We talk about Enterprise 2.0 as if it were some kind of separate thing, a standalone discipline we could embrace and all our old fashioned E1.0 pursuits would fall away like scales from our eyes, giving way in one fell swoop to a whole new way of doing business.
Of course, in reality, E2.0 is a good bit messier. It isn’t a whole cloth, Greenfield pursuit. It’s done in medias res, in the thick of doing business and keeping the lights on, mixed and jumbled with our ongoing E1.0 pursuits.
To that end, in the next few posts I want to take a more hard-nosed, realistic look at how E2.0 will impact organizations, not from the ivory tower perspective of a fresh start, whole cloth implementation, but from a attach-the-wheels-while-you’re-landing viewpoint—which is where most folks are with E2.0.

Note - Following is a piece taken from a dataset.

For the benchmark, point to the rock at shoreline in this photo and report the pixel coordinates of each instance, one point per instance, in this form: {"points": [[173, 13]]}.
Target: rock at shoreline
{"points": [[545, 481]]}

In that spirit, I’m going to look at E2.0 from the other way around, from the point of view of existing domains/functions and how E2.0 might catalyze change in them rather than from a best practices, formally perfect E2.0 perspective that assumes that these disciplines have to keep up with the E2.0 wave.
I plan to look at a wide range of enterprise domains, but wanted to start with a hot topic: advanced (or adaptive) case management (ACM).
Hurry up and wait
I’ll admit that, although I have good experience with BPM, I’m an ACM newbie. For those of you who’ve been following my forays into ACM I’ve published elsewhere, you know that, while I definitely feel that ACM is a legitimate domain in its own right, I don’t think that technology has quite caught up to it. That is, we’ve got a domain with requirements, contours, and shape, but don’t yet have the proven technology to fully support/enable it. It’s certainly been available in pockets and to address very specific applications, but as an enterprise platform to address ACM generally at organizations, we’re just not there (or at least I haven’t seen it in my travels).
And while vendors plug away at trying to solve the ACM conundrum from the BPM angle, I think the solution, or at least the near-term solution, might come from a completely different direction…
You don’t hear a lot about E2.0 and social media (SM) in the context of ACM, I think that E2.0, SM, and other enterprise social computing capabilities may be the catalyst that makes it possible for technology to support/enable ACM effectively, cost-effectively, consistently, and for the masses.
Think about it, one of the pillars of ACM, along with things like run-time variability, end-user manipulation of the process, and the use of process templates, is the ability to draw relevant information from all over the enterprise and make it accessible during a process.
Sure, we could lean on business intelligence or enterprise data warehouse to do this, but neither of these is a particularly agile enterprise capability (those of you who’ve been involved in an enterprise report project know what I’m talking about). A far better candidate, to my mind, is the emerging discipline of enterprise collaboration/social computing. Its mission is to bring together people, information, and content in ways that would seem to be tailor made for the business requirements ACM demands.
A different emphasis
Could more traditional approaches to ACM, born out of deep experience in BPM, also get us to the same place that E2.0 tools and techniques would? Sure, eventually. But it seems strange to put all our eggs in that basket when we have a whole class of tools that seem (to me at least) fit for purpose to enable the information and collaboration demands of ACM.
Which begs the question, if we use E.20 and SM tools/capabilities to enable ACM, are we really talking about social BPM? Or maybe, instead of BPM for knowledge workers, maybe social BPM is what ACM is really all about?
The final word
As usual, these are my ramblings, gathered up after too much time in the airport system, congealed in the car ride home, speeding off to a weekend of rest before doing it all over again. But I think there’s some grain of truth here—what do you think?
I know there’s folks out there who feel strongly about ACM, BPM, SM, and E2.0…so jump in and keep me honest, call me into question, and heckle mercilessly—I’ll be glad to spar with the best of them. I’m already cooking up the net post in the series, but in the meantime, jump in, and let’s get the conversation started!